Tüm davacılar, davacılar——— aynı zamanda manevi tazminat talebinde bulunmuşlardır. Yukarıda da ifade edildiği üzere olay neticesinde davacı … eşini, davacı … annesini, diğer davacılar da çocuklarını kaybetmiştir. Manevi tazminat TBK 56.maddesinde düzenlenmekte olup ölenin yakınlarına manevi tazminat olarak uygun bir tazminat verilmesi mümkündür. Duyulan üzüntünün parasal bir değer ile ifade edilmesi mümkün olmadığı için manevi zararın bir miktar para ile giderilebileceğini söylemek de mümkün değildir. Manevi tazminat bir ceza olmadığı gibi mamelek hukukuna ilişkin zararın karşılanması da amaç edinilmemiştir. Manevi tazminat takdir edilirken tarafların ekonomik ve sosyal durumları, olaydaki kusur durumu, olay tarihi itibariyle paranın alım gücü dikkate alınarak zarar gören için hak ve — kuralları, duyulan acı ve elemin kısmen de olsa giderilmesini sağlayıcı şekilde manevi tazminata hükmedilmelidir. Somut olayda davacı … eşini, davacı … annesini, diğer davacılar da çocuklarını kaybettiklerinden ötürü büyük bir üzüntü ve acı duydukları açıktır.
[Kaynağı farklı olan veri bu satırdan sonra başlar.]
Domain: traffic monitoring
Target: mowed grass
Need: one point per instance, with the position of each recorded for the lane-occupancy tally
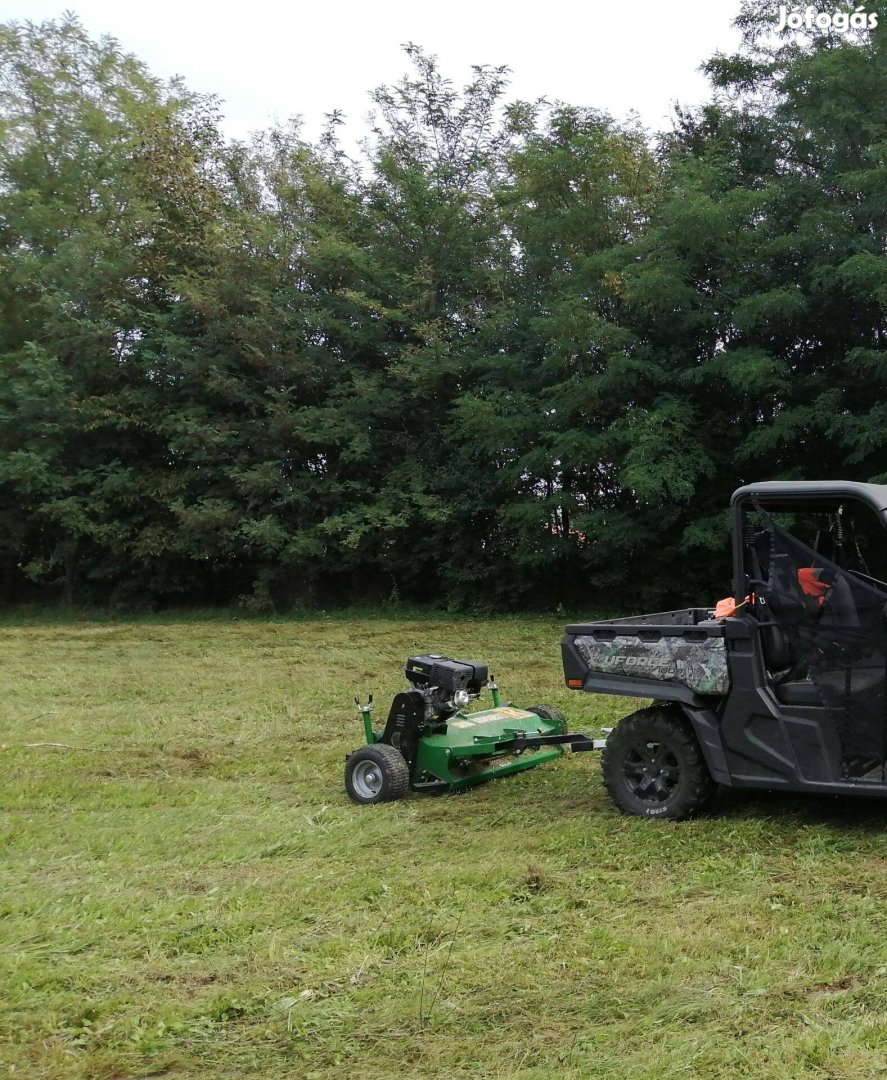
(189, 892)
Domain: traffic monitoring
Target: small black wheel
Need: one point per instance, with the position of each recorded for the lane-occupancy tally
(376, 773)
(653, 766)
(550, 713)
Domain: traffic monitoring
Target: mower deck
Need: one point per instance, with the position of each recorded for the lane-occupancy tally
(478, 746)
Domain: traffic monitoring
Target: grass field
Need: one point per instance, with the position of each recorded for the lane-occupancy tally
(188, 892)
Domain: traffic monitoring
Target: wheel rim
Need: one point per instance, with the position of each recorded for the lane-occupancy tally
(367, 779)
(652, 771)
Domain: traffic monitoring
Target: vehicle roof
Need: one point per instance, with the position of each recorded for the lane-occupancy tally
(792, 490)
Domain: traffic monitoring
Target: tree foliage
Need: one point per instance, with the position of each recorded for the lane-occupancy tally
(515, 353)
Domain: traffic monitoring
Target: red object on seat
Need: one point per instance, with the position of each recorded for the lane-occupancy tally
(725, 608)
(810, 584)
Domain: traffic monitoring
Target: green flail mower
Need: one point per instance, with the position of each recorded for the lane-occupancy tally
(431, 744)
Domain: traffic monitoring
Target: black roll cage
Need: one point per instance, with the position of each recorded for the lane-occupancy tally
(795, 496)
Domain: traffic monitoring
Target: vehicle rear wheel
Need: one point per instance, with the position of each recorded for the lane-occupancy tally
(653, 766)
(376, 773)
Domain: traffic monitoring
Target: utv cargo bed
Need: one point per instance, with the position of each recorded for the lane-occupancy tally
(680, 653)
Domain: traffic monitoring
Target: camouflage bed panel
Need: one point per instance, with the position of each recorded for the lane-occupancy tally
(700, 665)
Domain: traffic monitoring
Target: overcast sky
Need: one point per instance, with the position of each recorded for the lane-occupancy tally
(269, 62)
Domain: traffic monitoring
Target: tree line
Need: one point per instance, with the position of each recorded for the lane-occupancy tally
(508, 354)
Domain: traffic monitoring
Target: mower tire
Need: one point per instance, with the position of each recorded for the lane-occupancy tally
(653, 766)
(376, 773)
(550, 713)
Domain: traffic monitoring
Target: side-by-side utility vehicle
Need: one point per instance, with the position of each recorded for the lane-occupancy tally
(781, 687)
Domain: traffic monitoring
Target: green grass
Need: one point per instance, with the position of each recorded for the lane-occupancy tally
(191, 894)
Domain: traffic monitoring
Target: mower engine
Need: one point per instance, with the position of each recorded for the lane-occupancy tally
(446, 686)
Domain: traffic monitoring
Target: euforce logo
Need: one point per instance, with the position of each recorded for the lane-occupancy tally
(841, 21)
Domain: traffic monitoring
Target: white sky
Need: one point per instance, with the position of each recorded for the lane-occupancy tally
(269, 61)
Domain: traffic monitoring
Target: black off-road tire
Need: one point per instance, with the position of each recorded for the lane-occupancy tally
(653, 766)
(550, 713)
(376, 773)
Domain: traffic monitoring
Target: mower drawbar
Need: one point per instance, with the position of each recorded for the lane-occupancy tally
(431, 744)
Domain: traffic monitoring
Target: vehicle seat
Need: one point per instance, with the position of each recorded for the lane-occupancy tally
(863, 679)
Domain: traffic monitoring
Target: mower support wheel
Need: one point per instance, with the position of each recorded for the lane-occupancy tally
(550, 713)
(653, 766)
(376, 773)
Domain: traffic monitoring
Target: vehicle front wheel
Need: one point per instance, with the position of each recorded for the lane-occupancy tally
(653, 766)
(376, 773)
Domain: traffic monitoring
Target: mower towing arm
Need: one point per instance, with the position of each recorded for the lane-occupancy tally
(576, 742)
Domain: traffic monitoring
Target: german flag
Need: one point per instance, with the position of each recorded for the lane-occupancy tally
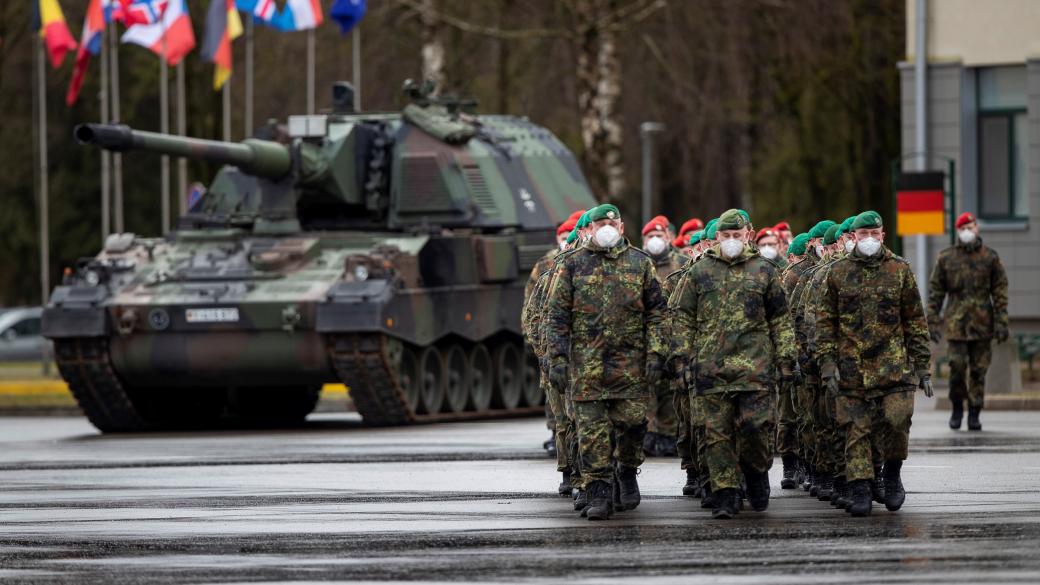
(919, 201)
(48, 20)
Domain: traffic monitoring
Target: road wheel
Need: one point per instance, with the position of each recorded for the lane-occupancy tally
(531, 389)
(509, 376)
(457, 382)
(481, 378)
(432, 380)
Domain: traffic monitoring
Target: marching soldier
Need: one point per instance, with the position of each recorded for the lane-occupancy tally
(605, 348)
(970, 277)
(736, 339)
(873, 349)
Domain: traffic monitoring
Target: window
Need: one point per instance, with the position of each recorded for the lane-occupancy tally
(1003, 144)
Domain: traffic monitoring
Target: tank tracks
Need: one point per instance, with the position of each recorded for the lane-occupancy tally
(85, 365)
(362, 362)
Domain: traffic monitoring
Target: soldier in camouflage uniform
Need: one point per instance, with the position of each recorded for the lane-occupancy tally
(604, 337)
(973, 279)
(541, 266)
(872, 340)
(730, 313)
(661, 423)
(787, 428)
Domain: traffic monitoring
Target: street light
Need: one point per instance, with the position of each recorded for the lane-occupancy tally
(647, 130)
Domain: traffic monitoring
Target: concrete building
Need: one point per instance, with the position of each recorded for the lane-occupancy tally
(983, 111)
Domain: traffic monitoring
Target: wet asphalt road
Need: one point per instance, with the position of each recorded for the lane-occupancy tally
(474, 502)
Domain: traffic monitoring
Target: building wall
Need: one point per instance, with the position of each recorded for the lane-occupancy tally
(976, 32)
(952, 132)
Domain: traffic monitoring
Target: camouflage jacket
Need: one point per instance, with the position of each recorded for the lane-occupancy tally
(604, 319)
(871, 323)
(976, 286)
(669, 264)
(730, 321)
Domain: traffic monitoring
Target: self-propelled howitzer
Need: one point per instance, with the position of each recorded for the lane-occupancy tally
(384, 251)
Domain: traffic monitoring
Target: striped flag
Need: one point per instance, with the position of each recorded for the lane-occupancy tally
(175, 27)
(48, 20)
(89, 44)
(919, 201)
(223, 26)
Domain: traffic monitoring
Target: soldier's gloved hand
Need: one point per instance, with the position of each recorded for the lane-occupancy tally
(926, 383)
(655, 366)
(557, 376)
(1001, 333)
(831, 378)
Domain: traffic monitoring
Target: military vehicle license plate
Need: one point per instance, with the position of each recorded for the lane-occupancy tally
(211, 315)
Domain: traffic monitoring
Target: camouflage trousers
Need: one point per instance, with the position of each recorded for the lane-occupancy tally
(787, 421)
(738, 432)
(875, 428)
(609, 431)
(661, 416)
(968, 362)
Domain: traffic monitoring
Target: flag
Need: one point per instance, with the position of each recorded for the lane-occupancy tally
(264, 10)
(299, 15)
(140, 11)
(89, 44)
(347, 14)
(175, 26)
(919, 202)
(223, 26)
(49, 21)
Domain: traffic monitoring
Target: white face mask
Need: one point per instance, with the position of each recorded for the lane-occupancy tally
(655, 246)
(607, 236)
(731, 248)
(868, 246)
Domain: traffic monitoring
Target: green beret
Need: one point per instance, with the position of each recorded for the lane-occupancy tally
(820, 229)
(867, 220)
(604, 211)
(831, 235)
(732, 220)
(582, 221)
(798, 245)
(709, 230)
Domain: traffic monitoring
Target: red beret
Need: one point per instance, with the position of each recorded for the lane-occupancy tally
(658, 223)
(764, 232)
(692, 225)
(964, 218)
(567, 226)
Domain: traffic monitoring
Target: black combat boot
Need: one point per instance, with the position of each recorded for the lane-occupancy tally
(839, 498)
(726, 504)
(878, 487)
(789, 480)
(860, 494)
(957, 414)
(600, 501)
(580, 501)
(973, 424)
(894, 494)
(826, 488)
(758, 489)
(565, 486)
(693, 482)
(628, 488)
(550, 447)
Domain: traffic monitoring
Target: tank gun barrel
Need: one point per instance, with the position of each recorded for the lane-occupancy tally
(261, 158)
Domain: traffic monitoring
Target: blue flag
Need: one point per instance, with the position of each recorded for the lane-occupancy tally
(347, 14)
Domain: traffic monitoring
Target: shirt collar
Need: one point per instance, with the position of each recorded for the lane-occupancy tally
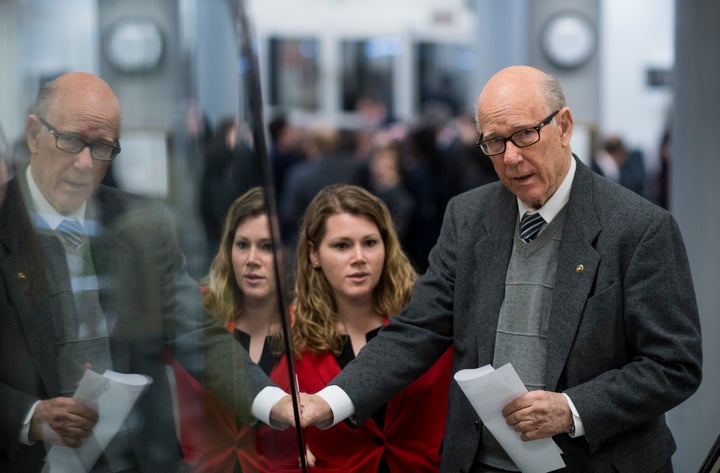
(557, 201)
(48, 213)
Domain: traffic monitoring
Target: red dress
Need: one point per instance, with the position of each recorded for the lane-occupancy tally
(213, 442)
(410, 437)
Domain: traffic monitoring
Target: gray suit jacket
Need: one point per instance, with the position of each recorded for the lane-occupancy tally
(624, 339)
(152, 307)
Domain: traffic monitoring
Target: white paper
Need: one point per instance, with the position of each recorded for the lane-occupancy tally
(489, 391)
(113, 395)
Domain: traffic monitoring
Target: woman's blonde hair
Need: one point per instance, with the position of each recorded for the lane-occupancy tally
(314, 309)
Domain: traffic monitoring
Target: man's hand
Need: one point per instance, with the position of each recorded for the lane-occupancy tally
(314, 411)
(539, 414)
(62, 421)
(282, 414)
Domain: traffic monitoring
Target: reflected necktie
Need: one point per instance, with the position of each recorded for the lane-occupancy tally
(530, 226)
(71, 231)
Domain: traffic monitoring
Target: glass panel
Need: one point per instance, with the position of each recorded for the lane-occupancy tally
(126, 286)
(294, 77)
(367, 72)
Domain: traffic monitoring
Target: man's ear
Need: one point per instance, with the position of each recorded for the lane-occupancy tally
(566, 123)
(33, 128)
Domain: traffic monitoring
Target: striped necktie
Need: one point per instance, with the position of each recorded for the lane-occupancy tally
(71, 232)
(530, 226)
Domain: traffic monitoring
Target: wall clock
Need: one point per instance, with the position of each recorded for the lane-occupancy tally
(134, 45)
(568, 40)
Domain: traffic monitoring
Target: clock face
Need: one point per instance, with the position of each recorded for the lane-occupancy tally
(568, 40)
(134, 45)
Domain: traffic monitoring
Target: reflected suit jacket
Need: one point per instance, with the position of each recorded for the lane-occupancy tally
(150, 305)
(623, 340)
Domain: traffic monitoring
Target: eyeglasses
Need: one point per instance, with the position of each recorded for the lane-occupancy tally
(73, 145)
(521, 138)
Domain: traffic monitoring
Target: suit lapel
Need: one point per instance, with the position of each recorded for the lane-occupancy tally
(576, 268)
(492, 256)
(24, 273)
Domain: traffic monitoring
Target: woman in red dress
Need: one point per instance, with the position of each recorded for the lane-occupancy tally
(352, 276)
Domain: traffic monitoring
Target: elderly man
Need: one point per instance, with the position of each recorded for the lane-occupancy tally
(591, 301)
(92, 277)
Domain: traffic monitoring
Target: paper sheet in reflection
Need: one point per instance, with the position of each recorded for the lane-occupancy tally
(113, 395)
(488, 391)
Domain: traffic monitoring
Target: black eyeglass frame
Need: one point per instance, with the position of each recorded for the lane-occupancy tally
(115, 148)
(482, 144)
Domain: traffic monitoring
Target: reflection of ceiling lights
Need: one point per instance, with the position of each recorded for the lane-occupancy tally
(382, 47)
(442, 17)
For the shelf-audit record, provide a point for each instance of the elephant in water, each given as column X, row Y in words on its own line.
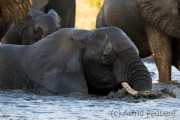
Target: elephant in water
column 35, row 26
column 75, row 60
column 153, row 26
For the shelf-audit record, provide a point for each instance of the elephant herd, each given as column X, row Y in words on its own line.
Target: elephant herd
column 52, row 54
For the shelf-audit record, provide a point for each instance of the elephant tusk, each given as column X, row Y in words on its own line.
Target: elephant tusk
column 129, row 89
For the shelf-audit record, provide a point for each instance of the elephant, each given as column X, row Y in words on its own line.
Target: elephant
column 64, row 8
column 75, row 60
column 35, row 26
column 152, row 25
column 12, row 11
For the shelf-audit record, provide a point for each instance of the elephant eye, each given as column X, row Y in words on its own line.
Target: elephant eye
column 39, row 31
column 107, row 58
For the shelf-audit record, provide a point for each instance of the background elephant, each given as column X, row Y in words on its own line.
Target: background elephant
column 66, row 9
column 75, row 60
column 153, row 25
column 12, row 11
column 32, row 28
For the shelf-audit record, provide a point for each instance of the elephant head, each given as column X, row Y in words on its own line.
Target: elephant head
column 13, row 10
column 110, row 58
column 32, row 28
column 163, row 14
column 104, row 58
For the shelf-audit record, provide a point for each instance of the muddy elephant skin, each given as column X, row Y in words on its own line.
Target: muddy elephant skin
column 35, row 26
column 66, row 9
column 153, row 26
column 75, row 60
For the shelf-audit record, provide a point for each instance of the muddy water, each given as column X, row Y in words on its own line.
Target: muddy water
column 19, row 104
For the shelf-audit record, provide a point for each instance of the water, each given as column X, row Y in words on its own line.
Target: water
column 23, row 105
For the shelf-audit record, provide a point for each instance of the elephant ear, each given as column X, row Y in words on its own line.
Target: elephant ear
column 163, row 14
column 58, row 18
column 25, row 29
column 13, row 10
column 39, row 4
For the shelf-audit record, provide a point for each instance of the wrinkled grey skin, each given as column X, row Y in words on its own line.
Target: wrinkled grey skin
column 66, row 9
column 35, row 26
column 74, row 60
column 10, row 14
column 153, row 25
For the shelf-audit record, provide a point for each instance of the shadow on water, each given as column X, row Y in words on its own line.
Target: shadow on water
column 20, row 104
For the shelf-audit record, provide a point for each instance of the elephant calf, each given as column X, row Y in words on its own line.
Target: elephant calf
column 75, row 60
column 35, row 26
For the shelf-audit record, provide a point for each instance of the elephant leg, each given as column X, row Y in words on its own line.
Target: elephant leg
column 160, row 46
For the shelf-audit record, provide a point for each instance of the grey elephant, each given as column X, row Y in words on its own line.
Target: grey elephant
column 64, row 8
column 75, row 60
column 35, row 26
column 12, row 11
column 153, row 26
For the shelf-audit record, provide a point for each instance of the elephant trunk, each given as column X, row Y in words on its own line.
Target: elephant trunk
column 133, row 71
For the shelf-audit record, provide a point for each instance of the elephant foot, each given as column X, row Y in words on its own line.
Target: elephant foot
column 172, row 91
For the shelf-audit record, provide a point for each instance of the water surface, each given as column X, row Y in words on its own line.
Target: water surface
column 19, row 104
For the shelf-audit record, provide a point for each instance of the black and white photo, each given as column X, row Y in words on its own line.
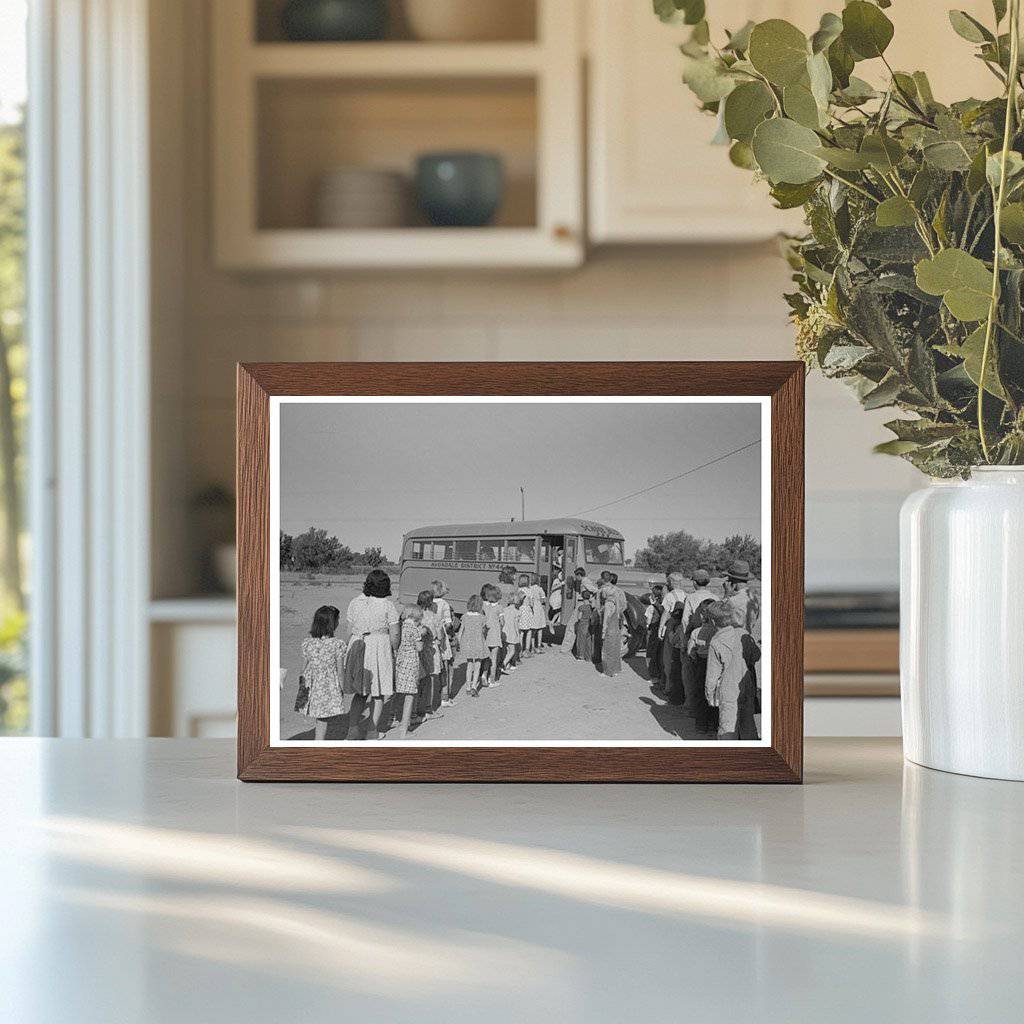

Dava konusu olayda eylemin meydana geldiği tarih, kazanın meydana geliş şekli, kusur durumu, paranın alım gücü, tarafların ekonomik ve sosyal durumları bir arada değerlendirilmiş, davacıların manevi tazminat istemi de kısmen kabul edilerek aşağıdaki hüküm kurulmuştur.
H Ü K Ü M : Gerekçesi yukarıda açıklandığı üzere;
1-Davacılar … ve … yönünden açılan maddi tazminat talepli davanın reddine,
2- Davacıların manevi tazminat taleplerinin kısmen kabulü ile davacı ….—–, davacı … için 7.500,00 TL, davacılar —— manevi tazminatın olay tarihi olan 01/01/2015 tarihinden itibaren işleyecek yasal faizi ile birlikte davalılardan tahsili ile davacı tarafa ödenmesine, fazla talebin reddine,
3- İstanbul BAM —–. Hukuk Dairesi’nin—esas— karar sayılı kararı ile konulan ihtiyati haciz mahkememiz kararıyla hükmedilen tutarla sınırlı olarak devamına, aşan kısım yönünden ihtiyati haciz kararının kaldırılmasına,
4-Karar harcı 1.195,42 TL ‘den davacı tarafça peşin olarak yatırılan 1.031,49 TL harcın mahsubu ile bakiye 163,93 TL harcın davalı taraftan tahsili ile hazine adına irad kaydına,
5-Davacı tarafından peşin olarak yatırılan 1.031,49 TL harcın davalı taraftan tahsili ile davacı tarafa ödenmesine,
5-Davacı tarafından yapılan 49,80 TL ilk masraf, 616,00 TL tebligat ve müzekkere gideri, 2.300,00 TL bilirkişi ücreti olmak üzere toplam 2.965,80 TL yargılama giderinden davadaki haklılık oranı göz önünde bulundurularak (% 6) 177,94 TL’nin davalı taraftan tahsili ile davacı tarafa ödenmesine, kalanın davacı üzerinde bırakılmasına,
6-Davacı taraf kendisini vekille temsil ettirdiğinden kabul edilen manevi tazminat tutarı yönünden karar tarihinde geçerli —– esaslara göre belirlenen —– vekalet ücretinin davalı taraftan alınarak davacıya verilmesine,
7-Davalı taraf kendisini vekille temsil ettirdiğinden reddedilen maddi tazminat talebi yönünden karar tarihinde geçerli —– deki esaslara göre belirlenen 2.000,00 TL vekalet ücretinin davacıdan alınarak davalı tarafa verilmesine,
Davalı taraf kendisini vekille temsil ettirdiğinden reddedilen manevi tazminat talebi yönünden karar tarihinde geçerli —–esaslara göre belirlenen 3.400,00 TL vekalet ücretinin davacıdan alınarak davalı tarafa verilmesine,
8-Davalı tarafça yapılan 100 TL.yargılama giderinden davanın reddedilen kısmı göz önünde bulundurularak 94,00 TL.nin davacı taraftan tahsili ile davalı tarafa ödenmesine, kalanın davalı taraf üzerinde bırakılmasına,
9-Davacı tarafından dosyaya yatırılan ve sarf edilmeyen gider avansının karar kesinleştiğinde davacı tarafa iadesine,
HMK 345. Maddesi hükmü uyarınca kararın tebliğinden itibaren 2 haftalık süre içinde istinaf yolu açık olmak üzere davacılar vekili ile davalılar vekilinin yüzlerine karşı oy birliğiyle verilen karar açıkça okunup usulen anlatıldı.